Vinyl set her stance. “You want me so bad, Daddy?” she spat. “Come and get me. I’d rather die than give in to you ever again!”

“Foolish child!” he hissed. “You could have been part of something so much greater than yourself, and instead you force my hoof like this? I am ashamed to call you my daughter! The only thing you are useful for now is as a bloodbag, just like those useless children of Celestia you so wanted to be like!”

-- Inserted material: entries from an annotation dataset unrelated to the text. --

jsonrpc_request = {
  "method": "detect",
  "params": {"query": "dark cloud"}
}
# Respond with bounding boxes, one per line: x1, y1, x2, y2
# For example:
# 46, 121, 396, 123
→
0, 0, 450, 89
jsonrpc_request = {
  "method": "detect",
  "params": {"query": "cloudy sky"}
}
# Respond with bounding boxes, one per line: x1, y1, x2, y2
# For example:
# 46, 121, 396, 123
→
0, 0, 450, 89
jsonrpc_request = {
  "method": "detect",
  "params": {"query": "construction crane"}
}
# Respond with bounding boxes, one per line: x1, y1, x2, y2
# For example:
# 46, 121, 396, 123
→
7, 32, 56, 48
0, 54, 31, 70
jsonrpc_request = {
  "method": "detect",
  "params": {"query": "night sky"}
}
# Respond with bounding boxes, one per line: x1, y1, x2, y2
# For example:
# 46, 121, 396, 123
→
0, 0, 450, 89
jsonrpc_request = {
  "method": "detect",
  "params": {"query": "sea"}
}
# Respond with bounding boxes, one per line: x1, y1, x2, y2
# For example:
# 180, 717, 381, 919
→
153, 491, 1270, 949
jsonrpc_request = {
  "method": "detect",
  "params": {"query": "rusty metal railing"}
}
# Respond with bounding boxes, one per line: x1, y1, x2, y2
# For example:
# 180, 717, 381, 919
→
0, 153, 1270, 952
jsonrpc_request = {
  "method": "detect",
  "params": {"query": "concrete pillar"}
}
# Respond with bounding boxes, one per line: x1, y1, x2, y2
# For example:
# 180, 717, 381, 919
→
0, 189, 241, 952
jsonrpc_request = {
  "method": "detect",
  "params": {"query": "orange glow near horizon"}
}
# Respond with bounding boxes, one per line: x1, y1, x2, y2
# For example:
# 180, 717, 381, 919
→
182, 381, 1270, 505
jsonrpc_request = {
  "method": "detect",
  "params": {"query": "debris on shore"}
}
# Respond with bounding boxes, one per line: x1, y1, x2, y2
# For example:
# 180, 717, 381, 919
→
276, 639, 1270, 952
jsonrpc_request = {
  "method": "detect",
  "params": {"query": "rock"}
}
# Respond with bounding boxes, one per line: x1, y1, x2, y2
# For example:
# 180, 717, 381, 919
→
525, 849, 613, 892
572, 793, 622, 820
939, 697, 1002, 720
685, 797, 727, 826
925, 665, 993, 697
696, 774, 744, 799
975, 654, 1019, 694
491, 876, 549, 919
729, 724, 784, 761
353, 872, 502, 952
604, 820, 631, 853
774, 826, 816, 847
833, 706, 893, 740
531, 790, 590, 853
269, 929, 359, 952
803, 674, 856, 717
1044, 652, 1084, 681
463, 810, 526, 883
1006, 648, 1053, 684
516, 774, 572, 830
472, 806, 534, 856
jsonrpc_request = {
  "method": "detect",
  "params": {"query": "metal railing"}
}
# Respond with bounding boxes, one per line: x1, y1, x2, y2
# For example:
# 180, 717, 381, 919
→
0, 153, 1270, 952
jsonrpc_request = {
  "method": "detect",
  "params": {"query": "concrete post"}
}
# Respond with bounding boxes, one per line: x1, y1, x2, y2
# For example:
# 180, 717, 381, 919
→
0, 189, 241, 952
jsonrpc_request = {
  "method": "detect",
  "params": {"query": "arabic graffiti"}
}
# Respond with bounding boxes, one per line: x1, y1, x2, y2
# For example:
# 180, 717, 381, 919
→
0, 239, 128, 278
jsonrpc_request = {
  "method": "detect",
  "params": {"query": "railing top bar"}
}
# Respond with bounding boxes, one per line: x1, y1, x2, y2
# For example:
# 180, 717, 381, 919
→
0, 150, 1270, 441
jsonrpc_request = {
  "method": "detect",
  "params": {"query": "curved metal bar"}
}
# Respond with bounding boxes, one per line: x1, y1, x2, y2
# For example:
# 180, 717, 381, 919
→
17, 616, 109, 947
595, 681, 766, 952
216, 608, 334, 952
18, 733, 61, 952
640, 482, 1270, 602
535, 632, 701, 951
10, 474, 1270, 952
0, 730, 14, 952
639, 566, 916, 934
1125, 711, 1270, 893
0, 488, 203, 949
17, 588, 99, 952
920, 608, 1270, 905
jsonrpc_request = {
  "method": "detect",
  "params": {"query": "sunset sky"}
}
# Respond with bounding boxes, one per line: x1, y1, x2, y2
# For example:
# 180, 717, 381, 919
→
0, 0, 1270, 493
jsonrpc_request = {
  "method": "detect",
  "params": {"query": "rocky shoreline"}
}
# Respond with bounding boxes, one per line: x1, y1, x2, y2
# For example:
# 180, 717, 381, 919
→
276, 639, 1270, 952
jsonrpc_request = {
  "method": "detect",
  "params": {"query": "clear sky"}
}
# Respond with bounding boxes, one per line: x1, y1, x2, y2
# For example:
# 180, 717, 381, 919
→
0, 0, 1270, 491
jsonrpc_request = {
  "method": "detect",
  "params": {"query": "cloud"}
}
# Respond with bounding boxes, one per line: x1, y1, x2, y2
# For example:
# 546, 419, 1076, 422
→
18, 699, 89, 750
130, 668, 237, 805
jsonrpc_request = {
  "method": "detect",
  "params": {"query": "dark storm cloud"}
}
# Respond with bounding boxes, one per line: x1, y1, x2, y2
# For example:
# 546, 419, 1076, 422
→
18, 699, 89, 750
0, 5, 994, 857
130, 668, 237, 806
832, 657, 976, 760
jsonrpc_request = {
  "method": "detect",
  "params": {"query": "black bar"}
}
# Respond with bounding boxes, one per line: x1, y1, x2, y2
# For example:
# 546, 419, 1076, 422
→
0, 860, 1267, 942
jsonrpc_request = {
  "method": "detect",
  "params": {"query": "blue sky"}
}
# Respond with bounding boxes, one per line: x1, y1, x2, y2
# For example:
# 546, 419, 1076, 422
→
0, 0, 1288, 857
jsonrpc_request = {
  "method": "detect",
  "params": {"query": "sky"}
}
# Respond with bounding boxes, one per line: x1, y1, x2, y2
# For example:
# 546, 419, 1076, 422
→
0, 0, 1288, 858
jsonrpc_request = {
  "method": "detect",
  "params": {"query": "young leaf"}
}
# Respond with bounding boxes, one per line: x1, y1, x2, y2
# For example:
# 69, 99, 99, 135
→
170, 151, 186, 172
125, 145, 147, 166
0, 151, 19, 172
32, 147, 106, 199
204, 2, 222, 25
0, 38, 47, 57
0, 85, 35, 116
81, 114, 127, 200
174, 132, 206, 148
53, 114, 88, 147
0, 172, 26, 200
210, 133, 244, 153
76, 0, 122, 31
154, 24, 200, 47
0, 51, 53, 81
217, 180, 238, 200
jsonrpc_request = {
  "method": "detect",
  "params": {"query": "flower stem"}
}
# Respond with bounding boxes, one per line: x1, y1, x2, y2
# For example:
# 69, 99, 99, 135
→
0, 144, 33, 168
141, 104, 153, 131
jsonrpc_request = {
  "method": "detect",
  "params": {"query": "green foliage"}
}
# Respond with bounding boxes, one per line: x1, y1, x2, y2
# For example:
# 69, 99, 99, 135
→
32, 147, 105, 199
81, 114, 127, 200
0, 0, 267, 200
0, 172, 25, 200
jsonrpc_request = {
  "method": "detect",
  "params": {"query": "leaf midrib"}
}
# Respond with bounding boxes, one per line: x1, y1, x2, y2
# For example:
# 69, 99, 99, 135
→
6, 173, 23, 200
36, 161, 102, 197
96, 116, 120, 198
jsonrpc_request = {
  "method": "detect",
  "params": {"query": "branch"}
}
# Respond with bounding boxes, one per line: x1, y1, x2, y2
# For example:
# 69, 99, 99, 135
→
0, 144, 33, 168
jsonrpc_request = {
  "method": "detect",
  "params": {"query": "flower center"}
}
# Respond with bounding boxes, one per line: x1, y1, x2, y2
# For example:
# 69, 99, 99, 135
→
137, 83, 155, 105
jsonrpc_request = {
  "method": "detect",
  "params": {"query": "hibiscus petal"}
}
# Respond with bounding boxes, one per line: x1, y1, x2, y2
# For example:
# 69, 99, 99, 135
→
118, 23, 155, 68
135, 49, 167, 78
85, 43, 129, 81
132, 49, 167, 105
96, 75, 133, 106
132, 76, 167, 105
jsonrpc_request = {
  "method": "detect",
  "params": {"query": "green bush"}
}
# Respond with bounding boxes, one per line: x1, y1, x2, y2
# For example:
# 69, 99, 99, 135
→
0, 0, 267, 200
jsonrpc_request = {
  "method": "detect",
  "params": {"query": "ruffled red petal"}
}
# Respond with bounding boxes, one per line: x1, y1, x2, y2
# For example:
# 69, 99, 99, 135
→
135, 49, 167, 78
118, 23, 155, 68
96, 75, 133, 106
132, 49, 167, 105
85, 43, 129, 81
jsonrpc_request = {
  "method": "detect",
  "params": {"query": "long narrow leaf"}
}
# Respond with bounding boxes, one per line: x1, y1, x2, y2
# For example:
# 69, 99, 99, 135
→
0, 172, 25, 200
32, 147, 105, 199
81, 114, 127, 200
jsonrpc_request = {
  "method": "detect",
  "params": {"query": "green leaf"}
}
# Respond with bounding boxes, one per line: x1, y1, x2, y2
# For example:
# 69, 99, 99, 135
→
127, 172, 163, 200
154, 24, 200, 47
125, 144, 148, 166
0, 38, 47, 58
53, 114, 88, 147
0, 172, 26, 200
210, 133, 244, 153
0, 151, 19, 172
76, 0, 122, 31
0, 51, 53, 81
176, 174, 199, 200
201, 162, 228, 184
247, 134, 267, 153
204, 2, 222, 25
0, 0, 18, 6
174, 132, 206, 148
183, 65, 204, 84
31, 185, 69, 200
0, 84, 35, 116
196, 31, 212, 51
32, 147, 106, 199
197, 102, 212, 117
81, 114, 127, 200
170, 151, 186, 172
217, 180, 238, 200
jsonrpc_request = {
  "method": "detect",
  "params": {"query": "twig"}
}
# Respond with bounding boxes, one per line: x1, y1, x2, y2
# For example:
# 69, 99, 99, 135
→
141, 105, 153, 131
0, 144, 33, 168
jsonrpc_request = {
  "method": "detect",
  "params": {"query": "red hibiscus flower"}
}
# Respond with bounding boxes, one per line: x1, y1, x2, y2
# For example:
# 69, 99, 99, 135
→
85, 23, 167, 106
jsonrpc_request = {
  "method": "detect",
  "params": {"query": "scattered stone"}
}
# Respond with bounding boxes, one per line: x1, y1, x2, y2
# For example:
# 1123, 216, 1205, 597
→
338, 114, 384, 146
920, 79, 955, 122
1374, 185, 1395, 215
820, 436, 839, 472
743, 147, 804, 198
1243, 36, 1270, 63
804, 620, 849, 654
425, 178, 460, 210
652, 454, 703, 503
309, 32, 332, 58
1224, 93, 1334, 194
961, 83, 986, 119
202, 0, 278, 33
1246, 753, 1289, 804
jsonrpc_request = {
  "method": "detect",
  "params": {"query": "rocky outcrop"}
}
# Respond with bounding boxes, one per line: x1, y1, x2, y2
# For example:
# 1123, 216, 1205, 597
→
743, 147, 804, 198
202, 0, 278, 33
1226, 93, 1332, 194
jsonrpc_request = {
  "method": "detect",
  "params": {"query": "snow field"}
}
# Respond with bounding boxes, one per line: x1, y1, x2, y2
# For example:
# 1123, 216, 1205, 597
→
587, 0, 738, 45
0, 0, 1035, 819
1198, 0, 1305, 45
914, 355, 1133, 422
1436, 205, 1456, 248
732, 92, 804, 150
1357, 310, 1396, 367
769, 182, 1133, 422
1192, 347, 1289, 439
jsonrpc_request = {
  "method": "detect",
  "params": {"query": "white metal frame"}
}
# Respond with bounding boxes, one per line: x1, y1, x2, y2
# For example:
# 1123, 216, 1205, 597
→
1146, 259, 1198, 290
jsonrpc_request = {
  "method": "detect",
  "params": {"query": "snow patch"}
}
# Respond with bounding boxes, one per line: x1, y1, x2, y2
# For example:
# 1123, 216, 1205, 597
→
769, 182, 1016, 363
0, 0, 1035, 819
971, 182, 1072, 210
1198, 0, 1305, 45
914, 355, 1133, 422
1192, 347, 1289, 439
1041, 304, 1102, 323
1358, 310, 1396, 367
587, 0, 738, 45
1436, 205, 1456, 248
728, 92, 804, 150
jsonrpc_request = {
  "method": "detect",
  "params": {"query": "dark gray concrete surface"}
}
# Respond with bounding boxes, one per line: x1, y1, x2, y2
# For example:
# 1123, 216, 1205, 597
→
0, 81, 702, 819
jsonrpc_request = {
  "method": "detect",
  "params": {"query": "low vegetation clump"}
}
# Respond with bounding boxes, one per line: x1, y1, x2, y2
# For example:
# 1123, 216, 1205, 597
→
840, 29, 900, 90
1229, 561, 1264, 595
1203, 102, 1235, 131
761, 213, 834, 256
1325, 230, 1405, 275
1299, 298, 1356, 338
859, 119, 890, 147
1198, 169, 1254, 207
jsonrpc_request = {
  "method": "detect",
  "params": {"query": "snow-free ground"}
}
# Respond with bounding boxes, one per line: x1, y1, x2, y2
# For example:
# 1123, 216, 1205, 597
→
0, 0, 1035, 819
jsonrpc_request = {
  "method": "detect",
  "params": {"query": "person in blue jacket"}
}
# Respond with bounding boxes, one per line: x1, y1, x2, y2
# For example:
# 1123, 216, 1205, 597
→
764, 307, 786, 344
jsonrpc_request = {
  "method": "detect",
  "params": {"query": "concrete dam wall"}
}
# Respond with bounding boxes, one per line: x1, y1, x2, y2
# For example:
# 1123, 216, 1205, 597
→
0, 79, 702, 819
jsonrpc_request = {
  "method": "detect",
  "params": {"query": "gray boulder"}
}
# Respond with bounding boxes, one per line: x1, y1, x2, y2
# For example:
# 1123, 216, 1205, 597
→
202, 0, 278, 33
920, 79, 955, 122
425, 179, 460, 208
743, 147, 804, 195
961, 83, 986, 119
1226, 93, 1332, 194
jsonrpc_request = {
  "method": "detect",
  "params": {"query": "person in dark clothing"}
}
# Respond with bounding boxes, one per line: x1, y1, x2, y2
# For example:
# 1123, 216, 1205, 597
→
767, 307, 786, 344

“I’d rather be one of Celestia’s children than the daughter of someone so pathetic not even his own father could stand to have him around. No matter what you do, you’ll never be good enough for him. Never.

Voron’s eyes flashed hot as the surface of the sun. With a screech, he galloped at her, zigzagging so fast even she could barely track his movements. In less than a heartbeat he was in front of her and she thought she had made a major miscalculation. She felt his breath, smelled the blood on it, saw the raw hatred in his eyes – and cast the spell she had used ten years ago to cover up the crime scene in Professor Orchid’s office.

Instantly, the wavering maelstrom became a swathe of flame. Voron looked up, aghast, and was about to bolt when Vinyl leapt up at him. He reared back, clearly expecting the attack to come from her jaws. Her broken leg shrieked but she threw all her weight and strength into plunging the broken shaft of the wooden cello neck up, under his ribcage and into his twisted black heart.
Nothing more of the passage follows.